Never in my career have I seen such a complete failure of corporate controls and such a complete absence of trustworthy financial information as occurred here.

The failure of FTX is still reverberating through the crypto markets. The collapse of FTX took nearly 20% off the total value of all cryptocurrencies, almost overnight.

Many obscure tokens lost essentially all of their value. The carnage may go on for a while as the deadly combination of collapsing token values coupled with plenty of leverage takes its toll.

Sam Bankman-Fried, the politically connected founder of FTX, was inadvertently honest about a fundamental problem with many (most?) of the cryptocurrencies now being traded.

In an April interview with Bloomberg, he described a token as a “box” which only has value because people keep putting money in it. When the Bloomberg interviewer observed he was essentially describing a Ponzi scheme, Bankman-Fried admitted there was a “depressing amount of validity” to that.

The collapse in crypto prices over the past year, crowned by the implosion of FTX, should finally put an end to at least one dangerous claim. Bitcoin most certainly is not “digital gold.”

The comparison has always been silly. Bitcoin lacks thousands of years of adoption and use. It isn’t tangible, durable, and beautiful. None of the confidence underpinning the value in Bitcoin and many other cryptos is intrinsic, as it is in a gold coin or bar. Their value, therefore, can go to zero.

The con artists and bureaucrats may yet kill off most cryptos by destroying trust and adoption.

The collapse of FTX and its affiliate businesses is a lesson in exactly how that might happen.

High profile fraud is, unfortunately, a recurring feature in the crypto markets ever since the twenty-something owner of Mt. Gox got caught nearly 10 years ago swindling the clients of his exchange.

The Bitcoin price cratered following that debacle. It has since rallied magnificently. But it has not yet overcome this major challenge.

It is a box which has value because people keep putting money into it. If people ever stop, the value will disappear. In order for Bitcoin and other cryptos to have enduring value, they will need widespread adoption and use beyond being a speculative asset.

There are plenty of honest people developing bitcoin and trying to build a better world.

The appalling collapse of FTX symbolizes the shift in industry leadership from heroes like Satoshi Nakamoto to scoundrels like Sam Bankman-Fried. Satoshi built Bitcoin as a decentralized and incorruptible digital asset, beyond the reach of central bankers and politicians.

Bankman-Fried has no interest in the principles which motivated Satoshi. He spent his time and his millions currying political favor and posturing as an altruist.

The FTX scandal was very bad news for cryptocurrency investors.
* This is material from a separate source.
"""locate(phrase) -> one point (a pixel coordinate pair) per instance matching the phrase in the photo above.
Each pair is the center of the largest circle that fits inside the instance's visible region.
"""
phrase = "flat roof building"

The regulation which is likely to follow will be worse.

The idea behind regulation appears to be for Wall Street Banks to gain unfettered access and control over the cryptocurrency marketplace. People should expect a scheme similar to what was built around gold and silver futures trading, with similar outcomes, including dishonest price discovery.

The FTX exchange’s fraud-fueled implosion conveniently paves the way for progressive politicians, many of who were lavishly supported by Bankman-Fried, to piously ride to the industry’s rescue.

Gary Gensler, chairman of the Securities and Exchange Commission, made his career by turning a blind eye to massive fraud in gold and silver trading when he chaired the CFTC.

Gensler met with Bankman-Fried several months ago to discuss working together on rules. And FTX hired Mark Wetjen, another discredited CFTC Commissioner, as head of policy and regulation.

Bankman-Fried appeared to be taking a page from Bernie Madoff’s playbook. Madoff was cozy with regulators. He sat on advisory committees for the SEC and had a working relationship with officials there. Perhaps that is why the agency ignored complaints which outlined the Madoff fraud in fine detail.

Bitcoin has potential, but not as a substitute for gold. And not as a government-regulated get-rich-quick asset for people to gamble on in Wall Street’s rigged casinos.